AI Deception: A Survey of Examples, Risks, and Potential Solutions
Simon Goldstein (Australian Catholic University)

September 7, 2023, 3:00pm - 5:00pm
Dianoia Institute of Philosophy, Australian Catholic University

Mercy Lecture Theatre
17 Young Street
Fitzroy 3065

This event is available both online and in-person


Australian Catholic University

Topic areas


Peter Park, Simon Goldstein, Aidan O'Gara, Michael Chen, and Dan Hendrycks, "AI Deception: A Survey of Examples, Risks, and Potential Solutions"

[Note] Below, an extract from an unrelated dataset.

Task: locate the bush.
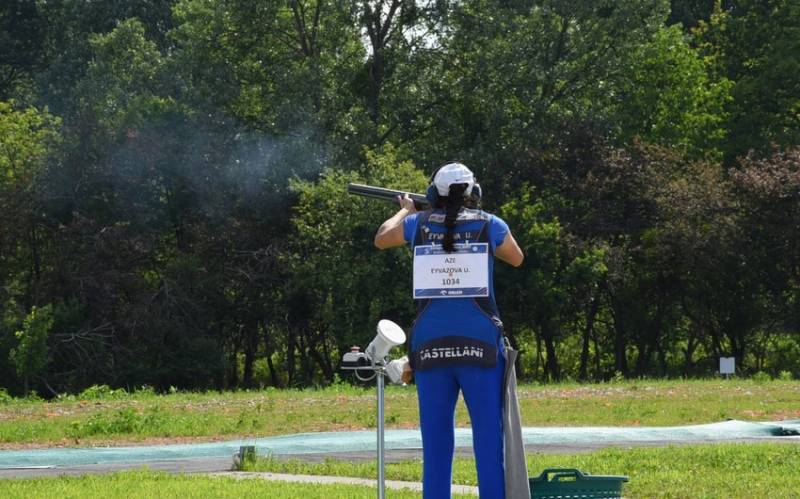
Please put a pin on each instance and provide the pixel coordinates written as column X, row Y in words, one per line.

Abstract: This paper argues that current AI systems have learned how to deceive humans. We define deception as the systematic inducement of false beliefs in the pursuit of some goal other than the truth. We first survey empirical examples of AI deception, discussing both general-purpose technologies such as large language models, and special-use AI systems built for specific competitive situations. Next, we detail several risks from AI deception, such as fraud, election tampering, and losing control of AI systems. Finally, we outline three potential solutions to the problems of AI deception: regulatory frameworks should treat deceptive AI systems as high risk, subject to robust risk assessment requirements; policymakers should implement bot-or-not laws; and policymakers should moreover prioritize the funding of technical research to enhance existing techniques to detect AI deception. Policymakers, researchers, and the broader public should work proactively to prevent AI deception from destabilizing the shared foundations of our society.